Newly released video shows the moment when police and emergency crews found two Florida mothers passed out in a sports utility vehicle with their crying toddlers in the back, the Daily Mail reports.
Authorities were called to a parking lot shortly after 5 p.m. Oct. 5 for a report of two people passed out in a vehicle.
Footage from an officer’s body camera shows Kristen O’Conner, 27, sprawled in the front passenger seat as a paramedic works on her.
“I got two overdoses and two babies in the back,” the paramedic tells the officer.
The video shows the officer looking in the back of the vehicle where two children, both just 1 years old, are crying in their car seats.
The officer attempts to soothe the babies and tells them, “it’s okay, it’s okay.”
The footage later shows one of the mothers lying inside an ambulance. A paramedic can be heard saying that Narcan, a drug used to reverse overdoses, was administered to revive the women.
The officer attempted to comfort the anxious tots with pacifiers while O’Connor and her friend, 28-year-old June Schweinhart, got treatment.
“There you go … it’s okay,” the officer told one of the babies.
In statements to police, the pair revealed that they had met while undergoing drug treatment and had bonded because they were both pregnant. Their children were born within four days of each other.
O’Connor had secured the drugs — $60 worth of heroin — from an old dealer, according to the Daily Mail.
“For whatever reason, they decided yesterday to buy heroin and then snorted it while inside the car with their children,” the police department posted on Facebook.

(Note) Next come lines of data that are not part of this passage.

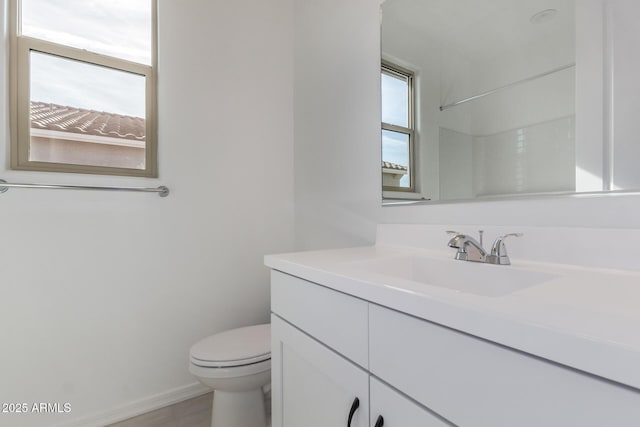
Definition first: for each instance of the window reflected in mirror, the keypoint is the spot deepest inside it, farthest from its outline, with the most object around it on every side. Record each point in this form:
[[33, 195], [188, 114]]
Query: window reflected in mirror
[[398, 134]]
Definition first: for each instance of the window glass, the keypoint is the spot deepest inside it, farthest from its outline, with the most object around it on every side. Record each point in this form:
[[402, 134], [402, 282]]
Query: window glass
[[85, 114], [118, 28], [395, 99], [396, 156]]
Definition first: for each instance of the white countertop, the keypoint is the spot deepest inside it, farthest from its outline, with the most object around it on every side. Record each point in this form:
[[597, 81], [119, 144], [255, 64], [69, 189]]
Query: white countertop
[[585, 318]]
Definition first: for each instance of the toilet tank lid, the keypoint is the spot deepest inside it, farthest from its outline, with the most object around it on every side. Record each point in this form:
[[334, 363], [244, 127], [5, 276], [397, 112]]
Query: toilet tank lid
[[248, 344]]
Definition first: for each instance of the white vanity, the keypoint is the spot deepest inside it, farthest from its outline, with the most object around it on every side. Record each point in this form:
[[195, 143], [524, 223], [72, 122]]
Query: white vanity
[[381, 333]]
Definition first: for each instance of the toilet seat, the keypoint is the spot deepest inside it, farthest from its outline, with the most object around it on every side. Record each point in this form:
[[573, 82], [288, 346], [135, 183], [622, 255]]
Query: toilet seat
[[234, 348]]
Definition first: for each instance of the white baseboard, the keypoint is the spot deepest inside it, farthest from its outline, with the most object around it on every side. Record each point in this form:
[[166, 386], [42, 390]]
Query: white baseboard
[[138, 407]]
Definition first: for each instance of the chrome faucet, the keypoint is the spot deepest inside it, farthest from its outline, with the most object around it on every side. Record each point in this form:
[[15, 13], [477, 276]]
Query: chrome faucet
[[469, 249]]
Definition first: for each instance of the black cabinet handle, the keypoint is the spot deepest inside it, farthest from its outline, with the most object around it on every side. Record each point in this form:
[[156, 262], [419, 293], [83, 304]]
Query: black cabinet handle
[[354, 407]]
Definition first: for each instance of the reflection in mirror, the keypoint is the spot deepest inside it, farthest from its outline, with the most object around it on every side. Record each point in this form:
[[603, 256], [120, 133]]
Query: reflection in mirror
[[494, 98]]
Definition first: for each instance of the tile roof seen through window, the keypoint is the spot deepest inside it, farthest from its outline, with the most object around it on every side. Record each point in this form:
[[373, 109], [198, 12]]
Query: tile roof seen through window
[[86, 122], [394, 166]]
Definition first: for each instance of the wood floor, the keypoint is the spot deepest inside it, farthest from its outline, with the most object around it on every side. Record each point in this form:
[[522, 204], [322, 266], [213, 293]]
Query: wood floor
[[195, 412]]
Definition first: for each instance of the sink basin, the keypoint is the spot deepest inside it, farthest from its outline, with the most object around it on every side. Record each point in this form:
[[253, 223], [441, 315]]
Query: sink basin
[[462, 276]]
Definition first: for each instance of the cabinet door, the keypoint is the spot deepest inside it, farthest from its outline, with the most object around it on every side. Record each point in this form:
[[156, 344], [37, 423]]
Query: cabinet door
[[397, 410], [311, 385]]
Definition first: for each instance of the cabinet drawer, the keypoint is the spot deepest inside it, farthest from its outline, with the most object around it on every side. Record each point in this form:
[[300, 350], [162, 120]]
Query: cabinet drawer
[[337, 320], [397, 410], [473, 382]]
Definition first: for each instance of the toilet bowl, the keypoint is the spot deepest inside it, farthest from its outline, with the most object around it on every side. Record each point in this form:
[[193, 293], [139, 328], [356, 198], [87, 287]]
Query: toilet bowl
[[236, 364]]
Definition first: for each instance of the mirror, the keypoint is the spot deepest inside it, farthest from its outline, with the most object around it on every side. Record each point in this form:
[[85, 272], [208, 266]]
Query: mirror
[[479, 100]]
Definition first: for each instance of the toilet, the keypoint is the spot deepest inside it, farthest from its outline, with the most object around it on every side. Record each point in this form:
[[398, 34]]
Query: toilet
[[236, 364]]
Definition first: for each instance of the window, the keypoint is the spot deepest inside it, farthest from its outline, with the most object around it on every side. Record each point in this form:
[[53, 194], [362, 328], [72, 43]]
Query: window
[[397, 129], [83, 86]]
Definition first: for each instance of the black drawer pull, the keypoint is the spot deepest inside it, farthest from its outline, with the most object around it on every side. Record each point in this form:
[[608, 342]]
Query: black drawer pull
[[354, 407]]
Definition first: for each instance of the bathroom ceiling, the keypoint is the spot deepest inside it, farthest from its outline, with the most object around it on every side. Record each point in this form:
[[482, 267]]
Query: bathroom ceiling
[[482, 27]]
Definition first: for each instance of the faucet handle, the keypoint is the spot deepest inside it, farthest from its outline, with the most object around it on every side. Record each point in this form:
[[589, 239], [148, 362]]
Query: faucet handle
[[499, 250]]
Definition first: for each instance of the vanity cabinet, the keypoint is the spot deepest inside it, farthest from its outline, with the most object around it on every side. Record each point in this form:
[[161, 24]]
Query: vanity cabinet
[[329, 348], [313, 386]]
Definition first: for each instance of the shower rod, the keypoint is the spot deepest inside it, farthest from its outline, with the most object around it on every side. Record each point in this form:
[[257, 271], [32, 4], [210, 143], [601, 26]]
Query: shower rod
[[162, 190], [490, 92]]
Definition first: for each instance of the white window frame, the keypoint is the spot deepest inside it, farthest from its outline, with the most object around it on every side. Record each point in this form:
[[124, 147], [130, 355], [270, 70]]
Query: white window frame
[[20, 49], [392, 68]]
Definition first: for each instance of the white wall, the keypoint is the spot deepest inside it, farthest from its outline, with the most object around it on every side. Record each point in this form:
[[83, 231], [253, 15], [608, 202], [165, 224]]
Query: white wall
[[102, 294], [358, 150], [337, 122]]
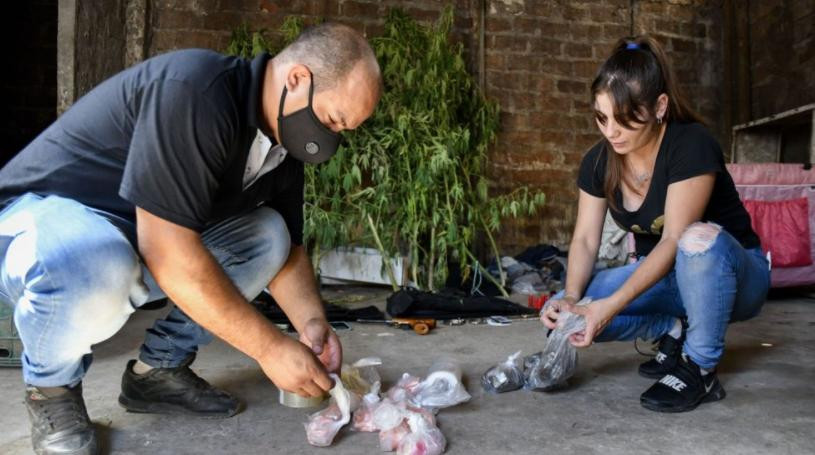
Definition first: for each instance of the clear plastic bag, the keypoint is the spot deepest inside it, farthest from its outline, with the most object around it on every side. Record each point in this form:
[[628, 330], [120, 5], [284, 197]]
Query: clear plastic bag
[[323, 426], [550, 369], [504, 377], [424, 438], [442, 387]]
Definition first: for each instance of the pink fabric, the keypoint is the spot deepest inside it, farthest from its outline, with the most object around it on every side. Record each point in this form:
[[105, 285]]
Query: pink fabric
[[783, 227], [770, 174], [780, 182]]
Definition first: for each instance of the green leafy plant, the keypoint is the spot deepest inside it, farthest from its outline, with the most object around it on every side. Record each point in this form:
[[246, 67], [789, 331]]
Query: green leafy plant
[[410, 181]]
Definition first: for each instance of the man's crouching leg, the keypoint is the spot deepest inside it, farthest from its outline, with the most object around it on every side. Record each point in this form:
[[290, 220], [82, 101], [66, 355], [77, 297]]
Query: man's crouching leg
[[73, 279], [251, 249]]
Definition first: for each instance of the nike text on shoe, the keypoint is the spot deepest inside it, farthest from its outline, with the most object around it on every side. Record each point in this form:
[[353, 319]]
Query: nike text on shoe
[[682, 389]]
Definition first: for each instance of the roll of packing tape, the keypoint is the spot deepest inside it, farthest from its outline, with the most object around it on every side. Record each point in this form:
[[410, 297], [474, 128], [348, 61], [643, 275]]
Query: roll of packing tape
[[292, 400]]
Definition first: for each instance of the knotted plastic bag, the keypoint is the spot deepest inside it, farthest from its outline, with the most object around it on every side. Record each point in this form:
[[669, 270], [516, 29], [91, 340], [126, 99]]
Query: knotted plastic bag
[[550, 369], [504, 377], [323, 425], [442, 387], [424, 438]]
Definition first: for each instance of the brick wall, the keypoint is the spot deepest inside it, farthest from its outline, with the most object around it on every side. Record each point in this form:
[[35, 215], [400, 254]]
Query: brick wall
[[540, 57], [29, 84], [782, 55]]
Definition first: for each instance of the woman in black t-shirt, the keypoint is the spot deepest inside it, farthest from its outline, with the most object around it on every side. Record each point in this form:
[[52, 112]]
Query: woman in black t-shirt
[[700, 265]]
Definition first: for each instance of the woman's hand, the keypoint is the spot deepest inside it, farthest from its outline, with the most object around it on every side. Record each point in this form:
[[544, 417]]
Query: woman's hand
[[552, 308], [598, 314]]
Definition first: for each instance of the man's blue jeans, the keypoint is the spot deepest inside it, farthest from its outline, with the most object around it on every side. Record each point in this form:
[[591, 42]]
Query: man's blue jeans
[[74, 279], [711, 287]]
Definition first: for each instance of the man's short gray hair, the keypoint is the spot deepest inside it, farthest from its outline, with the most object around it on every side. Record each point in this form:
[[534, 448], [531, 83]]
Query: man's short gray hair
[[331, 51]]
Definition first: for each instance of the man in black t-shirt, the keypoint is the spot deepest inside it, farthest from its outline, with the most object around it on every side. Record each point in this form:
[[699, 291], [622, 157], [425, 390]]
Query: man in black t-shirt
[[181, 176]]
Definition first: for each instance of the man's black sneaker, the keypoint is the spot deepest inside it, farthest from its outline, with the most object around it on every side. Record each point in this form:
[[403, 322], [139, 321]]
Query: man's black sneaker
[[59, 421], [668, 351], [174, 391], [682, 389]]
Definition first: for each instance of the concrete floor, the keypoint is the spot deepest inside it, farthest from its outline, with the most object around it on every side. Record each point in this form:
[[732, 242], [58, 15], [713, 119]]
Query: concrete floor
[[768, 373]]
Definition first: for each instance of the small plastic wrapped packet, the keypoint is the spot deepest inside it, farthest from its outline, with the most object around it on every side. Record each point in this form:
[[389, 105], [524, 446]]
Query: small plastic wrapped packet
[[550, 369], [389, 440], [388, 414], [504, 377], [323, 426], [442, 387], [424, 439], [363, 419], [362, 375], [405, 388]]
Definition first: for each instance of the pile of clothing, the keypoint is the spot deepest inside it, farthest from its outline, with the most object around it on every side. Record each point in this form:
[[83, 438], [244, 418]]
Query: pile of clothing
[[537, 270], [404, 416]]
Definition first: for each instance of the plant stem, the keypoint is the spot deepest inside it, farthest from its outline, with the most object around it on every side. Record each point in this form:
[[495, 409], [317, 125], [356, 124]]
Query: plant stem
[[487, 275], [385, 257], [432, 258], [495, 252]]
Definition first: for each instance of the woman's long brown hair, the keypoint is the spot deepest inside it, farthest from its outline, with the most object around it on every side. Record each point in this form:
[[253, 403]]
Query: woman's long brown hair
[[634, 76]]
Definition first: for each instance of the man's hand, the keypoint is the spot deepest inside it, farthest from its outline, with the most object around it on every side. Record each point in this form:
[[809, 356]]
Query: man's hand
[[294, 368], [598, 314], [318, 335]]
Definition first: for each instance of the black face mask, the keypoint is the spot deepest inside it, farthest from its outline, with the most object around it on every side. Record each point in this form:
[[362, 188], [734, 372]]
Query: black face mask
[[303, 135]]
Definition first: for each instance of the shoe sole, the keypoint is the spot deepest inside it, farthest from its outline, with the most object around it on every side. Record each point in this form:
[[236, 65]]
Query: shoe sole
[[716, 394], [146, 407]]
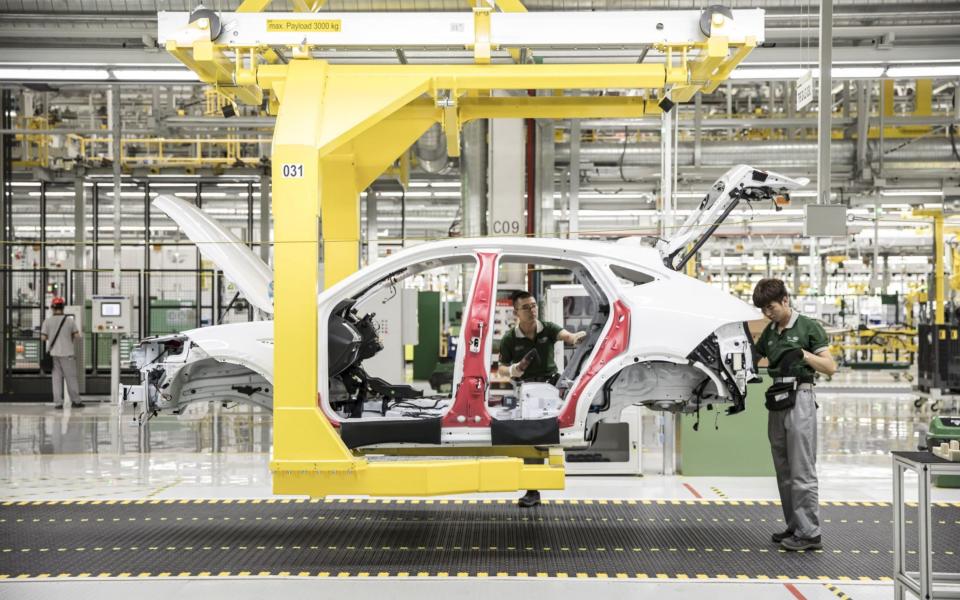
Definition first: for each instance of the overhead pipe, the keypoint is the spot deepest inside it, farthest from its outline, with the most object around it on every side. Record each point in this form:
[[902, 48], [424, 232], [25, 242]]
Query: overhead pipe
[[795, 154]]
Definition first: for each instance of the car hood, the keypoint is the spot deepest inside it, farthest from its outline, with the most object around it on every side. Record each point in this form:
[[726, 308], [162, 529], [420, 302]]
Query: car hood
[[237, 261], [676, 313], [246, 344]]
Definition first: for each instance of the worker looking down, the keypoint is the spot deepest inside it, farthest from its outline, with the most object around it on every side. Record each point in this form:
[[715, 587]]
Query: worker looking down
[[797, 348], [526, 354]]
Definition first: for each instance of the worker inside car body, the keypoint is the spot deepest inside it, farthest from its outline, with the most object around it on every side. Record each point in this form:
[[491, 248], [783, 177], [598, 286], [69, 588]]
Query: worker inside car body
[[526, 354]]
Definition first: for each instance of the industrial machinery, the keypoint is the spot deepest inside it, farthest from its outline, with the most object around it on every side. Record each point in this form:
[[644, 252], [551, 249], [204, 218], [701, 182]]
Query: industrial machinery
[[339, 126]]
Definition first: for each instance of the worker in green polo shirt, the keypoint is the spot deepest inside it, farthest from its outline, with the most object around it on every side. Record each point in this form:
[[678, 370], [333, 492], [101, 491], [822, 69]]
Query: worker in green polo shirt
[[797, 348], [526, 353]]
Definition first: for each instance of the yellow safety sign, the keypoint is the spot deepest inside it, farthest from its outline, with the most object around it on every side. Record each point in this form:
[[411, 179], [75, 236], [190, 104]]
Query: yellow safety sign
[[304, 25]]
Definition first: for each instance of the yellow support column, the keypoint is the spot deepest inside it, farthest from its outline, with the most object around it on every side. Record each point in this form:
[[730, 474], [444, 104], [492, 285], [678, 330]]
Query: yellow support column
[[340, 215], [301, 434], [327, 118]]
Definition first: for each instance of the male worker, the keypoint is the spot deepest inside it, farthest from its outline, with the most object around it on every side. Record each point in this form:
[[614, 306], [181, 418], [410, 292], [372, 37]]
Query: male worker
[[58, 332], [796, 347], [526, 353]]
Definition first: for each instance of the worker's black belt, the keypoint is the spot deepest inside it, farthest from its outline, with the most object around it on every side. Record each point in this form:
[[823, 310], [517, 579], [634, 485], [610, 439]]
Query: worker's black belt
[[799, 380]]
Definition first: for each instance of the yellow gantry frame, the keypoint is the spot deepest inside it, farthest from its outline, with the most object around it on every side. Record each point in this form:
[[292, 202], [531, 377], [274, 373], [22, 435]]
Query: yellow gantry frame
[[338, 128]]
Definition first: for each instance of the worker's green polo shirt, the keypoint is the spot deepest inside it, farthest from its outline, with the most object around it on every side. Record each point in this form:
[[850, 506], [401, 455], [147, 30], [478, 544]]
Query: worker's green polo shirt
[[514, 345], [800, 332]]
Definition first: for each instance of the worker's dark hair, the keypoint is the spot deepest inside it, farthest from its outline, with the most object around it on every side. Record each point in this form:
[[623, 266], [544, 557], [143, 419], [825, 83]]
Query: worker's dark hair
[[769, 290], [518, 296]]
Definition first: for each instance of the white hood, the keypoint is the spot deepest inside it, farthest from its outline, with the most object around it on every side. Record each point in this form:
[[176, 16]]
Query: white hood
[[238, 262]]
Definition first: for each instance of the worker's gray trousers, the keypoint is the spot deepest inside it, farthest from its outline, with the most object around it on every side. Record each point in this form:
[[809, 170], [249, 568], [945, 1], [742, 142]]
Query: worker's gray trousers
[[793, 441], [65, 367]]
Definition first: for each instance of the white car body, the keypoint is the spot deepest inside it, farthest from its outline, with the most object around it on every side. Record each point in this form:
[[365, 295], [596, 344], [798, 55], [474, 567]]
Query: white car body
[[659, 338]]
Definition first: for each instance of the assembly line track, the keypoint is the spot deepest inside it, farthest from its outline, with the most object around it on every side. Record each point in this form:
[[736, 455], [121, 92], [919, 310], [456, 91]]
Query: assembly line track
[[626, 539]]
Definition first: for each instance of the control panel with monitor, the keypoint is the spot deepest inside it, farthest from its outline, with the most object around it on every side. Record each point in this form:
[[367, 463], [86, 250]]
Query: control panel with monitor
[[111, 314]]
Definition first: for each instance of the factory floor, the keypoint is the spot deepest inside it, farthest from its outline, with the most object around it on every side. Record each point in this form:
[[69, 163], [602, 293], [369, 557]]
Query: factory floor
[[90, 454]]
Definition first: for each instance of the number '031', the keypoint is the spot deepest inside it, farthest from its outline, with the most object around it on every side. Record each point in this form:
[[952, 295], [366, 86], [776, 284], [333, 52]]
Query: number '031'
[[292, 171]]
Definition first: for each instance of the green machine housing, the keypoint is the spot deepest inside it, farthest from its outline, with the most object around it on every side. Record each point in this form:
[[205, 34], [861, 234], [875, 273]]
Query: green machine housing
[[944, 429]]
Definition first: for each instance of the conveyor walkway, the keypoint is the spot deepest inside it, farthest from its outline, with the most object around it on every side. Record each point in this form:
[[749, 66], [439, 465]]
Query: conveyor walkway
[[449, 538]]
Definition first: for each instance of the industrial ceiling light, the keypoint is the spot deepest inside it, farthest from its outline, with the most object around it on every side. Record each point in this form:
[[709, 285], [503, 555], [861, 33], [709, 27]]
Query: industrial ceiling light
[[154, 75], [911, 192], [33, 74], [925, 71], [762, 74]]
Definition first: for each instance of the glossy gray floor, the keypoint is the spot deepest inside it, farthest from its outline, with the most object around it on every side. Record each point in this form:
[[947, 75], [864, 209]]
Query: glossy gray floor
[[90, 453]]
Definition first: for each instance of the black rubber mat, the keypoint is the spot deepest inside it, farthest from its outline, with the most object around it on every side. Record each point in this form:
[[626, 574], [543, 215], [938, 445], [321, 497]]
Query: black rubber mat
[[449, 538]]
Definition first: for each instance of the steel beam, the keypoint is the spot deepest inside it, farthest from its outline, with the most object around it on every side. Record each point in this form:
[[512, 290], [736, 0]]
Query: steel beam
[[825, 103], [418, 30]]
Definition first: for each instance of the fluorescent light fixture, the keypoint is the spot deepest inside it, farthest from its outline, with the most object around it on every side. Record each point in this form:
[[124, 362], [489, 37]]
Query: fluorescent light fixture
[[854, 72], [20, 74], [154, 75], [795, 73], [911, 193], [434, 184], [615, 196], [925, 71], [767, 73]]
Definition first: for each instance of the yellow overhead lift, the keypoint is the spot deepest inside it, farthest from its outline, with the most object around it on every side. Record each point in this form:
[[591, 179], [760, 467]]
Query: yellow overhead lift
[[339, 126]]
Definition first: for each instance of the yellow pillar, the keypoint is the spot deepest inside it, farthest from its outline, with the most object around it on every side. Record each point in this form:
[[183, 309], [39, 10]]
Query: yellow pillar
[[301, 433], [340, 215]]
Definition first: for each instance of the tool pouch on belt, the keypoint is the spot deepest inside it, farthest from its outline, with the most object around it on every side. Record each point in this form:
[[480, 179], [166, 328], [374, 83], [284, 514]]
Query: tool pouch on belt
[[781, 396]]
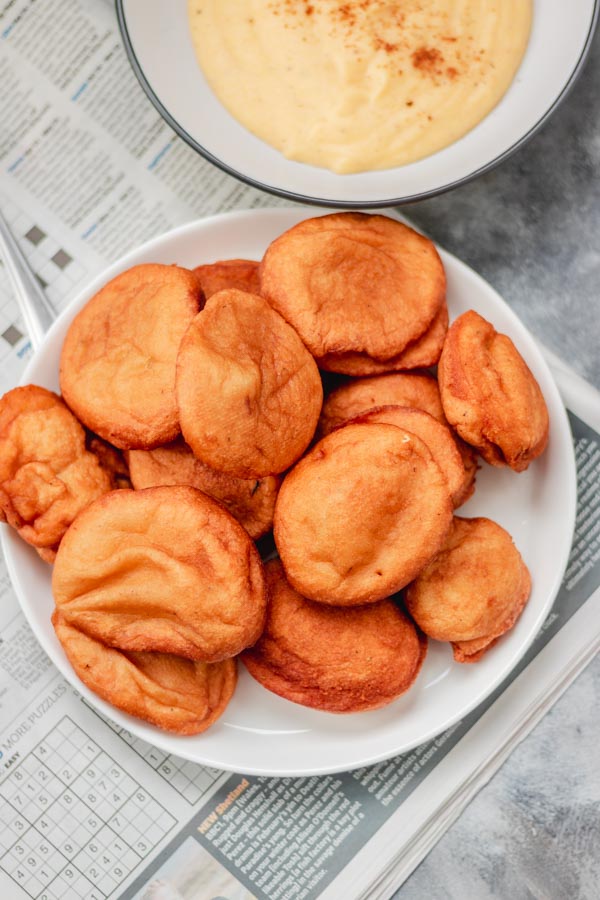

O’Connor said Schweinhart drove her vehicle because she thought the woman would be better at navigating under the influence, according to police.
After O’Connor started to overdose, Schweinhart called 911 but then she also began convulsing.
“Oh my God. Oh my God,” Schweinhart reportedly said before passing out.
Both women were subsequently taken to a hospital. The babies were brought to the police department and later released to family.
The state’s child protection agency has been notified of what happened, and prosecutors have charged the women with child neglect.
A judge ordered that O’Connor may see her child only while the woman’s mother is present. As for Schweinhart, she is subject to randomized drug testing on at least a weekly basis; she also can visit her child only when another adult is with her.